Główne wyróżnienie konkursu - Nagrodę Rektorów - zdobył
Marcin Zawicki z ASP Gdańsk. To już drugi sukces młodego malarza w ostatnim okresie, jest on także laureatem tegorocznej Artystycznej Podróży Hestii. Jury w werdykcie podkreślało
przywiązanie artysty do tradycji, co faktycznie przejawia się w mocny sposób w jego twórczości. Widać to w wielkich kompozycjach z cyklu "Hollow art" z motywami odsyłającymi do eksploatowanych akcentów w historii sztuki, czy to w przypadku martwych natur z barokowymi motywami czaszek i bukietów, czy miejskich pejzaży w klimacie impresjonistów. Tradycja w wykonaniu Zawickiego jest jednak na wskroś nowoczesna. Wielokrotnie maluje te same kompozycje po parę razy, identycznie, jedynie ze zmianą tonacji barwnej, tak jakby bawił się nasyceniem barw w Photoshopie.

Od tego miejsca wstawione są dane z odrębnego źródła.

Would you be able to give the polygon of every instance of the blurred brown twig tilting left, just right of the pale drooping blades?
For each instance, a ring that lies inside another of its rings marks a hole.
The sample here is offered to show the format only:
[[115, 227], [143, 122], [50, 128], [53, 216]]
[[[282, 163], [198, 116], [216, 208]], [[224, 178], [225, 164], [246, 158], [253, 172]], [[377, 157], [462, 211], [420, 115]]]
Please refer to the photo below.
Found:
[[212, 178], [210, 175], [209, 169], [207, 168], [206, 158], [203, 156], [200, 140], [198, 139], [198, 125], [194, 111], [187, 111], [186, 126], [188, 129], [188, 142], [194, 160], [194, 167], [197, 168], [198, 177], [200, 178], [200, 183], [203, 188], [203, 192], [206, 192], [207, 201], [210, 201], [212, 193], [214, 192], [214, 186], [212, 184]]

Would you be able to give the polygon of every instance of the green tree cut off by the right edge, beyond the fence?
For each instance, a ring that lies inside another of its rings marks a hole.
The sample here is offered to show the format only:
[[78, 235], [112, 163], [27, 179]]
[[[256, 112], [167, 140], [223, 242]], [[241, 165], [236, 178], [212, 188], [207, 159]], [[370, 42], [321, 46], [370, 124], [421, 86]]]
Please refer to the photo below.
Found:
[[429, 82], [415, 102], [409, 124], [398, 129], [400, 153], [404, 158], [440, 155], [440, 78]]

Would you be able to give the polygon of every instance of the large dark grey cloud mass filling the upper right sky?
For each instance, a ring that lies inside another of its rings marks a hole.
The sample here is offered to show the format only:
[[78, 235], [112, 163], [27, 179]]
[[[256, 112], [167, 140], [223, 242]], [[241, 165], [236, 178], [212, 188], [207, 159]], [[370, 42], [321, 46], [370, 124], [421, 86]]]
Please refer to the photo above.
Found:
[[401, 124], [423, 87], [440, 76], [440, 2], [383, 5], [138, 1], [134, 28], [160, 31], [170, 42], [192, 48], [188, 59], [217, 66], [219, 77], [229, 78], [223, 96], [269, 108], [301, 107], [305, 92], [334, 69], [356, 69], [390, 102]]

Klasyka ze współczesnością zderza się w całym przekroju prezentowanych realizacji.
Grafika, malarstwo, rzeźba i intermedia - już sam zestaw dyplomów z poszczególnych pracowni sugeruje różnorodność. Oglądamy więc instalacje, takie jak "Discordia"
Miłosza Wnukowskiego, której każda część działa porażająco. Na drugim krańcu stoją dokonania imponujące i rzetelne warsztatowo, wśród nich wyróżniony dyplom graficzny "Oczyszczenie"
Agaty Gertchen. Przewagę jednak stanowią przykłady, w których zacierają się granice między rodzajami sztuki. Malarstwo uzupełnia się instalacją, grafika wchodzi w postaci obiektów na ściany galerii, a rysunek na żywo tworzy się za pomocą projekcji video. Nie ma chwili, by widz nie został zaskoczony.
Wystawa robi wielkie wrażenie i jest unikatową okazją przyjrzenia się dokonaniom obiecujących artystów na początku ich kariery. Pozostaje mieć nadzieję, że wszyscy z uczestników prezentacji dalej będą szturmem zdobywać uznanie środowisk artystycznych, a rynek sztuki otworzy już niebawem dla nich swe podwoje. Dobry start mają już zapewniony.